Which could be the problem?

#include "cutrid.cuh"
 __global__ void cutrid_RC_1b(double *a,double *b,double *c,double *d,double *x)
{
 int idx_global=blockIdx.x*blockDim.x+threadIdx.x;
 int idx=threadIdx.x;

 __shared__ double asub[512];
 __shared__ double bsub[512];
 __shared__ double csub[512];
 __shared__ double dsub[512];

 double at=0;
 double bt=0;
 double ct=0;
 double dt=0;

 asub[idx]=a[idx_global];
 bsub[idx]=b[idx_global];
 csub[idx]=c[idx_global];
 dsub[idx]=d[idx_global];


 for(int stride=1;stride<N;stride*=2)
  {
    int margin_left,margin_right;
    margin_left=idx-stride;
    margin_right=idx+stride;


    at=(margin_left>=0)?(-csub[idx-stride]*asub[idx]/bsub[idx-stride]):0.f; 

    bt=bsub[idx]+((margin_left>=0)?(-csub[idx-stride]*asub[idx]/bsub[idx-stride]):0.f)
    -((margin_right<512)?asub[idx+stride]*csub[idx]/bsub[idx+stride]:0.f); 

    ct=(margin_right<512)?(-csub[idx+stride]*asub[idx]/bsub[idx+stride]):0.f; 

    dt=dsub[idx]+((margin_left>=0)?(-dsub[idx-stride]*asub[idx]/bsub[idx-stride]):0.f)
    -((margin_right<512)?dsub[idx+stride]*csub[idx]/bsub[idx+stride]:0.f); 

    __syncthreads();
    asub[idx]=at;
    bsub[idx]=bt;
    csub[idx]=ct;
    dsub[idx]=dt;
    __syncthreads();
  }


x[idx_global]=dsub[idx]/bsub[idx];

}/*}}}*/

I launched this kernel by cutrid_RC_1b<<<512,512>>>(d_a,d_b,d_c,d_d,d_x), and reached 100% device occupancy. This result has puzzled me for days.

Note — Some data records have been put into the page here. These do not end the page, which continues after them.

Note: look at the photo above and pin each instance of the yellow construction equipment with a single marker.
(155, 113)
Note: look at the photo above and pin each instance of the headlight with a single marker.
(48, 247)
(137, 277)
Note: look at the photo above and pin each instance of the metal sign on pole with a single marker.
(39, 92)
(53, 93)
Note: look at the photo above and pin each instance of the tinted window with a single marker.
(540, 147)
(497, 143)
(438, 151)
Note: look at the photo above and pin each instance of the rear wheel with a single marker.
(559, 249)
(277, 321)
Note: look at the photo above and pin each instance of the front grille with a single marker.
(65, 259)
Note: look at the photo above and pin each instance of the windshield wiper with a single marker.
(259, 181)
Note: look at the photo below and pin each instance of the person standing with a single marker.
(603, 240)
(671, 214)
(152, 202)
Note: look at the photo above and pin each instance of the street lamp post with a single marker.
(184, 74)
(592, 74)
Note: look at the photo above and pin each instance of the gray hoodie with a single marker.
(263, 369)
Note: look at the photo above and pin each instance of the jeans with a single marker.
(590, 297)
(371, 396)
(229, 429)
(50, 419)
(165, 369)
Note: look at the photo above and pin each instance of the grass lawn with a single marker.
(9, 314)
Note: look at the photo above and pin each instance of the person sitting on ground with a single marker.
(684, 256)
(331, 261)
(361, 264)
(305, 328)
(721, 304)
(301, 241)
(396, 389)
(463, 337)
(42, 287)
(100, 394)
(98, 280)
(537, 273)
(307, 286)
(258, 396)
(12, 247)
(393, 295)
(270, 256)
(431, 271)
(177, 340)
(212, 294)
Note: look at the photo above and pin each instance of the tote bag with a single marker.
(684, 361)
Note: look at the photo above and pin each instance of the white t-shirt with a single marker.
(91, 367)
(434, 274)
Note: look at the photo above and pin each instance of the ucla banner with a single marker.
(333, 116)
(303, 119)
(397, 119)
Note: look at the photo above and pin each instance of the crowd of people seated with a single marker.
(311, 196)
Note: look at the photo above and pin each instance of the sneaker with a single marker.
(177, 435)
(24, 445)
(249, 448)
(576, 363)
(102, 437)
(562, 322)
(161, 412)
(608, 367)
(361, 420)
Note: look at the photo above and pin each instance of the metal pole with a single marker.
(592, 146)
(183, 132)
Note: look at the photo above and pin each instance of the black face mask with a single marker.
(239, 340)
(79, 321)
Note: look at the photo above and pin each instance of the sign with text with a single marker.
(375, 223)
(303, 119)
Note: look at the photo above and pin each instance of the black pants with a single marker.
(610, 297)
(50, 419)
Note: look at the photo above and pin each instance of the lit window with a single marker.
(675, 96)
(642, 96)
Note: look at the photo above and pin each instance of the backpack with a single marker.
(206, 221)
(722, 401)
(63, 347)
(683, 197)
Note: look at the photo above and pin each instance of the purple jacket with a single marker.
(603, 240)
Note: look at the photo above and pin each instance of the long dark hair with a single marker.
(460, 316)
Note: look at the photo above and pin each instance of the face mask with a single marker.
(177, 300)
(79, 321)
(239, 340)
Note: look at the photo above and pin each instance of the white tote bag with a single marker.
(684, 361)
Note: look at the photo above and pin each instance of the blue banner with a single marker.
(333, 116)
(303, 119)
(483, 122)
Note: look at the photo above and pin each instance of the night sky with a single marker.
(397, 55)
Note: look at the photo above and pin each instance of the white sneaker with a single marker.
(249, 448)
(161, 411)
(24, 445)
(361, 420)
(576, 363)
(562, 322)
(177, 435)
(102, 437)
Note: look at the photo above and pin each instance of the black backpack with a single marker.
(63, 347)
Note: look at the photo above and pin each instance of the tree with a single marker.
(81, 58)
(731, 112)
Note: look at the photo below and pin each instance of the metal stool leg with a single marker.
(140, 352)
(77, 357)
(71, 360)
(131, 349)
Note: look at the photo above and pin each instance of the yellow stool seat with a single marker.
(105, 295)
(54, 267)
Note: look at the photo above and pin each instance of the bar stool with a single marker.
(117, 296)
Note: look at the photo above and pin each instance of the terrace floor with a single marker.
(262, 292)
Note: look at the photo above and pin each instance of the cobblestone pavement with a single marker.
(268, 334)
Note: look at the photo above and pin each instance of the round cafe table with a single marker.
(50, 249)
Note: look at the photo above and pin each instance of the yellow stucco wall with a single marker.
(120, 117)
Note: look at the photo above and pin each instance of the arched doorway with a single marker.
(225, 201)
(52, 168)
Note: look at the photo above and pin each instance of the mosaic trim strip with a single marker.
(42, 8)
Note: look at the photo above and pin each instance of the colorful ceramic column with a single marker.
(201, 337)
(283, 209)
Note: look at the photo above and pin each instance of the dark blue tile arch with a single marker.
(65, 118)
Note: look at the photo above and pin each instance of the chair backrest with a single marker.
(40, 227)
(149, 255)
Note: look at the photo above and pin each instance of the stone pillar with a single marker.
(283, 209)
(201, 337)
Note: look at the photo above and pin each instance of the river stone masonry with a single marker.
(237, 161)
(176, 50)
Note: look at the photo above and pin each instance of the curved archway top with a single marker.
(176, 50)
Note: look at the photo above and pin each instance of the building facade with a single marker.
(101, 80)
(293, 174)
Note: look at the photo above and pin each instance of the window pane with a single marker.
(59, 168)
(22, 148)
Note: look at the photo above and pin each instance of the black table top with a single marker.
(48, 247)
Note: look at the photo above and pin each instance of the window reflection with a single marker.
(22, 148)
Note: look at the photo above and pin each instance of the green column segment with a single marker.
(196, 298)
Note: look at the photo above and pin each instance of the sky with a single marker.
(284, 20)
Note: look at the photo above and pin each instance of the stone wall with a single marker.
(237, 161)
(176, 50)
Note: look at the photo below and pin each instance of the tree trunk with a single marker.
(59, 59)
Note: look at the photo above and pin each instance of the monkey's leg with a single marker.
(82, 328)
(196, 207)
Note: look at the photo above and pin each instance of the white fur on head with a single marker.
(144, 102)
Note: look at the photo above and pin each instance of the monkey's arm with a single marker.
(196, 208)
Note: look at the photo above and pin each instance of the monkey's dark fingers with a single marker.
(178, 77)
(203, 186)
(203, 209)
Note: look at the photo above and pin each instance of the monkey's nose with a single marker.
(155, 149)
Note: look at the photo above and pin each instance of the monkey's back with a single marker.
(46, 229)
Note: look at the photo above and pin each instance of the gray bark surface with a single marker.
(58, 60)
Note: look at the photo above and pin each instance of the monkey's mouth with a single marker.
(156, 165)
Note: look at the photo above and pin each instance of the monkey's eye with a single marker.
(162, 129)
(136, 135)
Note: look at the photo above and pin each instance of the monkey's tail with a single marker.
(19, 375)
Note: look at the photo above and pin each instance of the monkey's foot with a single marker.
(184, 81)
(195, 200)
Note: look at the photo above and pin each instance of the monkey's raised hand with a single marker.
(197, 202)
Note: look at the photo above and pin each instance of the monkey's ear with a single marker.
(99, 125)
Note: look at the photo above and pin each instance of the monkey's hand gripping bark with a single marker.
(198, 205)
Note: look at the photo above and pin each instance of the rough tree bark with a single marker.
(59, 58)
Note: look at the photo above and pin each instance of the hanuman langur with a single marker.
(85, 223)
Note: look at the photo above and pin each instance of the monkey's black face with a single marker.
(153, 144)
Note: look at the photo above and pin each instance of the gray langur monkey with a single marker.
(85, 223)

There is an improved version of my code:

    #include "cutrid.cuh"
    __global__ void cutrid_RC_1b(float *a,float *b,float *c,float *d,float *x)
    {/*{{{*/
     int idx_global=blockIdx.x*blockDim.x+threadIdx.x;
     int idx=threadIdx.x;

     __shared__ float asub[512];
     __shared__ float bsub[512];
     __shared__ float csub[512];
     __shared__ float dsub[512];

    asub[idx]=a[idx_global];
    bsub[idx]=b[idx_global];
    csub[idx]=c[idx_global];
    dsub[idx]=d[idx_global];
 __syncthreads();
   //Reduction  
    for(int stride=1;stride<512;stride*=2)
    {
        int margin_left=(idx-stride);
        int margin_right=(idx+stride);
        if(margin_left<0) margin_left=0;
        if(margin_right>=512) margin_right=511;
        float tmp1 = asub[idx] / bsub[margin_left];
        float tmp2 = csub[idx] / bsub[margin_right];
        float tmp3 = dsub[margin_right];
        float tmp4 = dsub[margin_left];
        __syncthreads();

        dsub[idx] = dsub[idx] - tmp4*tmp1-tmp3*tmp2;
        bsub[idx] = bsub[idx]-csub[margin_left]*tmp1-asub[margin_right]*tmp2;

        tmp3 = -csub[margin_right]; 
        tmp4 = -asub[margin_left];

        __syncthreads();
        asub[idx] = tmp3*tmp1;
        csub[idx] = tmp4*tmp2;
        __syncthreads();
     }

        x[idx_global]=dsub[idx]/bsub[idx];

    }/*}}}*/

The speed is improved to 0.73ms on a Quadro k4000 for 512 x 512 system, however the code in the mentioned paper runs in 0.5ms on a GTX280.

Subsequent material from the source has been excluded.